Alan and I have been walking three miles around the neighborhood in the evenings together. Each time, we go through the same back and forth about what time we will go. I want to go immediately after we finish dinner. He wants to wait 45 minutes, then go.
You see, Alan and I are a lot alike when it comes to structure and schedules in our lives. I think it is why we get along so well. But one major difference between us is my ridiculous inability to relax until all the work is done. I carry this habit into every part of my life – I can’t relax during the week until I feel like I have a handle on things at work. I can’t relax on the weekends until I feel like our house is at least somewhat picked up and clean and any errands have been run. And, each evening, I can’t relax until we have made, eaten and cleaned up after dinner and gone for our walk. Because, let’s face it, the walk is work.
Why am I telling you this?
Because I haven’t posted in months, and as I approached today — a milestone day for me — I have questioned why it is that I haven’t been able to bring myself to post.
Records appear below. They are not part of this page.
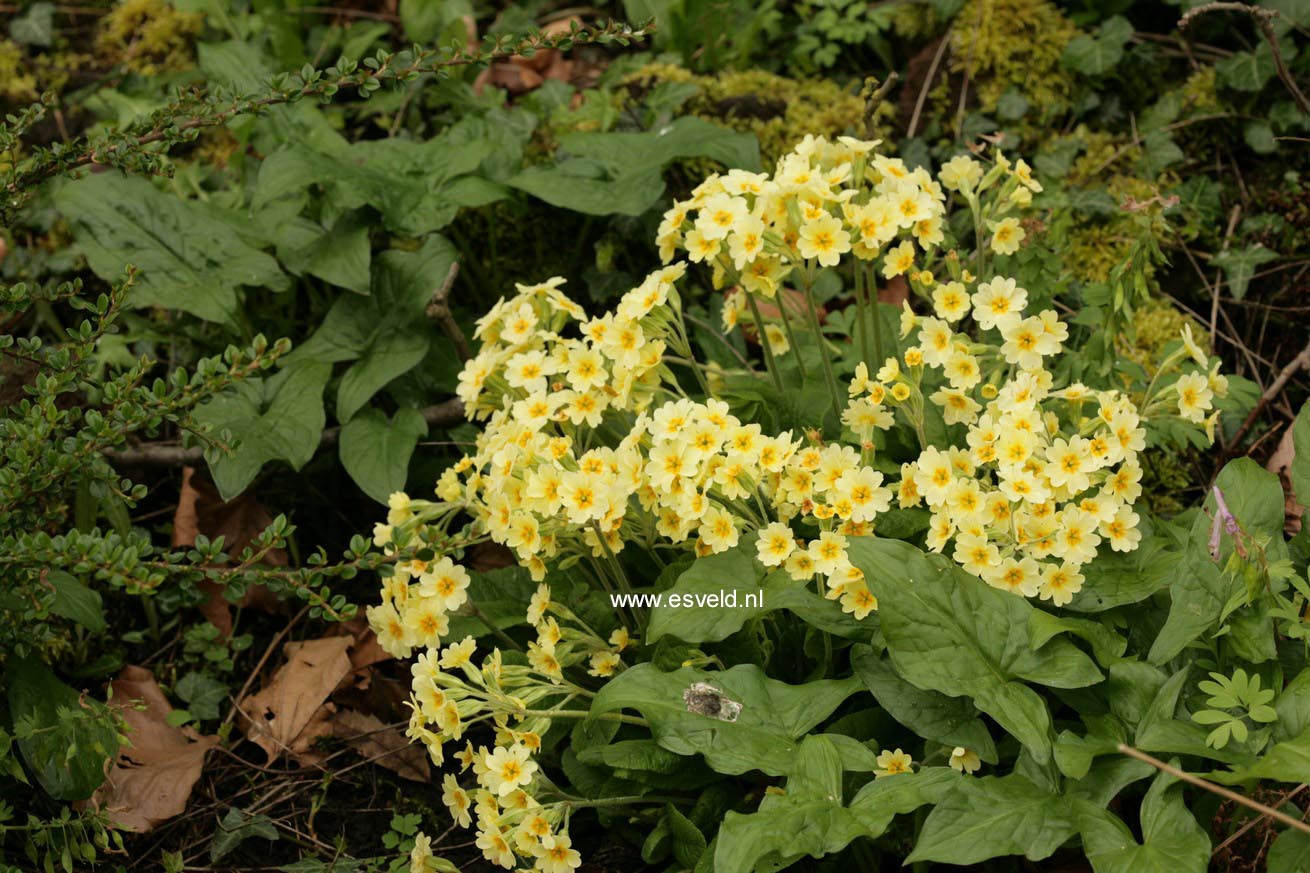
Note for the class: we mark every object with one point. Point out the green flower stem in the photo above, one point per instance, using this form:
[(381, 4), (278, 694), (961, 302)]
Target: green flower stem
[(764, 341)]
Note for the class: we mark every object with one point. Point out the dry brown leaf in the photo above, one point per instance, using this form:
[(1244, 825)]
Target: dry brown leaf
[(278, 713), (201, 510), (384, 746), (301, 749), (152, 779), (896, 291), (1280, 464)]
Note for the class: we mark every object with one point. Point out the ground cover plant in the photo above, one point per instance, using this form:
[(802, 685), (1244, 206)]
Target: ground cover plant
[(455, 437)]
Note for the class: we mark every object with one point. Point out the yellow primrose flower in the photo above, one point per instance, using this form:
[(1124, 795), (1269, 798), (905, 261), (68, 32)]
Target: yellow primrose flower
[(891, 763), (1006, 235)]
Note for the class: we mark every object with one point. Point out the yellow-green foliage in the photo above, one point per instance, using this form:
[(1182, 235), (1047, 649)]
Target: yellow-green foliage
[(778, 110), (1004, 43), (16, 80), (148, 36), (1097, 247)]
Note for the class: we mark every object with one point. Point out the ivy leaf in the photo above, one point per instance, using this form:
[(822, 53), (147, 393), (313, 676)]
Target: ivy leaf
[(275, 418), (76, 602), (71, 739), (765, 732), (950, 632), (753, 591), (376, 451), (1098, 55), (802, 822), (190, 256), (1173, 842), (988, 817), (608, 173)]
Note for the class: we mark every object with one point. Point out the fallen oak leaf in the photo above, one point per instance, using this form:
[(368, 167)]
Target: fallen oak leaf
[(239, 522), (152, 777), (277, 715), (384, 745)]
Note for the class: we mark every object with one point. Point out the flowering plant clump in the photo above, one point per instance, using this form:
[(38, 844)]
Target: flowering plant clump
[(609, 455)]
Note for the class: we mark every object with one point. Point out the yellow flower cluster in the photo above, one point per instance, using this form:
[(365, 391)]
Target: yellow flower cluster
[(591, 446)]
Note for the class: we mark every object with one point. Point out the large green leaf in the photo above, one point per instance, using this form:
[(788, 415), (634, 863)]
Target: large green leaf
[(1200, 590), (951, 721), (1098, 55), (765, 732), (993, 815), (1171, 839), (418, 186), (76, 602), (736, 576), (1287, 762), (384, 333), (338, 253), (376, 451), (950, 632), (621, 172), (1118, 578), (64, 739), (275, 418), (190, 257), (810, 821)]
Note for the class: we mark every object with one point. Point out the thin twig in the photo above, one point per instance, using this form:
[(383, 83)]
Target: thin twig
[(439, 311), (926, 85), (1238, 834), (1215, 789), (1300, 362), (1215, 296)]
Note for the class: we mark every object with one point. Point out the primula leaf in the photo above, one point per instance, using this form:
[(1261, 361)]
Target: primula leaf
[(950, 632), (1239, 266), (951, 721), (993, 815), (1200, 590), (190, 256), (764, 736), (72, 738), (275, 418), (376, 451), (1161, 730), (736, 576), (621, 172)]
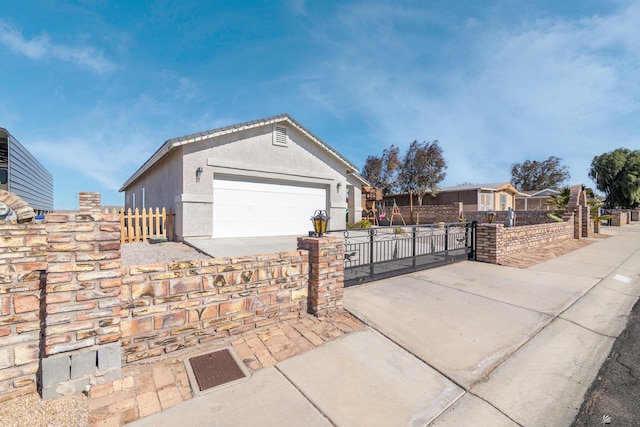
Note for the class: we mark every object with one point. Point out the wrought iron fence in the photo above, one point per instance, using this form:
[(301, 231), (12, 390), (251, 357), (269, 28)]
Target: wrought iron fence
[(376, 253)]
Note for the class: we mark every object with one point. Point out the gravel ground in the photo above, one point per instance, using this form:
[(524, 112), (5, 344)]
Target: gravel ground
[(139, 253), (30, 410)]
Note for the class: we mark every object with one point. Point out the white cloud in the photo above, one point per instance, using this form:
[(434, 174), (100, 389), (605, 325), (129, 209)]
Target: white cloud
[(298, 7), (42, 48), (492, 94)]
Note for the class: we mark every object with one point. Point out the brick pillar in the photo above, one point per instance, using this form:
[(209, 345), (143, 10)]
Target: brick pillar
[(89, 202), (22, 265), (326, 273), (577, 223), (488, 242), (459, 208), (587, 224), (81, 320), (616, 219)]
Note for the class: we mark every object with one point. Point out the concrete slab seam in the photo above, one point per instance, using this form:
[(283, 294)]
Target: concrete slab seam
[(496, 300), (305, 396)]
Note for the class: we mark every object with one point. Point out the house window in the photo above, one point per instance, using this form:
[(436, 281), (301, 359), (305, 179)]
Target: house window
[(280, 136), (486, 202)]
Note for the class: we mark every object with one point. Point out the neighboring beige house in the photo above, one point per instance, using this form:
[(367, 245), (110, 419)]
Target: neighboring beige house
[(266, 177), (474, 197), (536, 200)]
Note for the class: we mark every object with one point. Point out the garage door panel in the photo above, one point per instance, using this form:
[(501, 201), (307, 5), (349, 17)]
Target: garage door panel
[(245, 208)]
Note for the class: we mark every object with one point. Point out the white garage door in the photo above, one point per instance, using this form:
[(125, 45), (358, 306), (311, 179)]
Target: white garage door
[(248, 208)]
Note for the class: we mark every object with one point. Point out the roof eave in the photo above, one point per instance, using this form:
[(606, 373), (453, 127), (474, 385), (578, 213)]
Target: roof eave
[(201, 136)]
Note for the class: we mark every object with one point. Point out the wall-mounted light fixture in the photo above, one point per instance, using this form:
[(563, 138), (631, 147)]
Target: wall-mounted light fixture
[(319, 220)]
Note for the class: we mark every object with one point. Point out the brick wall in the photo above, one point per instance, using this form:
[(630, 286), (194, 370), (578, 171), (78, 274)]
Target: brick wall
[(522, 217), (495, 241), (620, 218), (89, 202), (81, 311), (167, 307), (430, 214), (326, 278), (22, 264)]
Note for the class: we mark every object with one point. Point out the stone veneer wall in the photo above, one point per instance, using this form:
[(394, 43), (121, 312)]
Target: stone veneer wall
[(167, 307), (89, 202), (22, 265), (81, 303), (326, 278), (522, 217), (495, 241), (620, 218), (430, 214)]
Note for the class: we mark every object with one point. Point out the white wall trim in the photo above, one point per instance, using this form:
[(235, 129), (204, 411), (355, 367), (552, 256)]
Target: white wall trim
[(193, 198), (284, 174)]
I will tell Alan about things I’m dealing with or thinking about. I’ll tell him about other people I know who are walking the tough path that we have walked, people in my support group who have passed away or some story I read about detecting recurrence … and each time I tell him something like that, he generally responds by saying, “That would make a good blog post.”
And he is right. I know he is right. But I just haven’t been able to do it.
So, as July 3 got closer, and I am reminded of where we were two years ago, I realized that my problem is that I have been just exhausted with this cancer stuff. I cannot rest until the work is all done so to have this cancer story drag out for more than two and a half years – well, I just burned out.
I felt it coming late last year. It was hard to stay positive and motivated. I had spent so much time fighting only to hit the next phase of treatment. I was spent. That is why I declared 2015 as a year with no surgeries and medical bills. I knew that I was hitting the bottom, and I needed a mental break.
I made the declaration after completing antibiotics and having my PICC line pulled on Dec. 30, 2014. It was a race to the end of the year. I wanted to be well at the end of 2014, but as soon as I started feeling bad on the morning of Dec. 13, 2014 while shopping for Hayden’s birthday party, I knew I was going to have to go down to Houston. I have never dreaded that trip more. It literally made me want to vomit to think about going.
But on Dec. 30, 2014, I was finished.
Unfortunately, my declaration wasn’t true. The infection came back, and I needed another surgery on Jan. 14, 2015.
Burned out. I was really burned out.
After the infection was finally gone, and I was able to begin moving back to normal life, I just needed a mental break. I feel like I am in a good spot now. My life and my body will never be the same, so those things are constant reminders of the tough path we have travelled and the scariness of what could be in the future. But I think that these feelings get chipped away little by little each day. Each day, it is easier to think about it less.
So, two years ago today, Alan and I spent the day at OU Stephenson Cancer Center getting my last round of chemo. Krisan, my sister and my parents hung out with us the whole time. I got hundreds of texts, Facebook messages and emails that day. You can read more about it here. I love that I can look back on this blog and remember how supported we have been by all of you.
That was, by far, the hardest thing I’ve ever gone through – both physically and mentally – so it is such a relief to be two years past it. This year, we are back to the tradition of enjoying the craziness of our neighborhood on July 4. We will have friends and family over, and we will love every single second of it because we know all too well how things can change in an instant.
Happy no-more-chemo anniversary, happy I-have-hair-again day and happy July 4!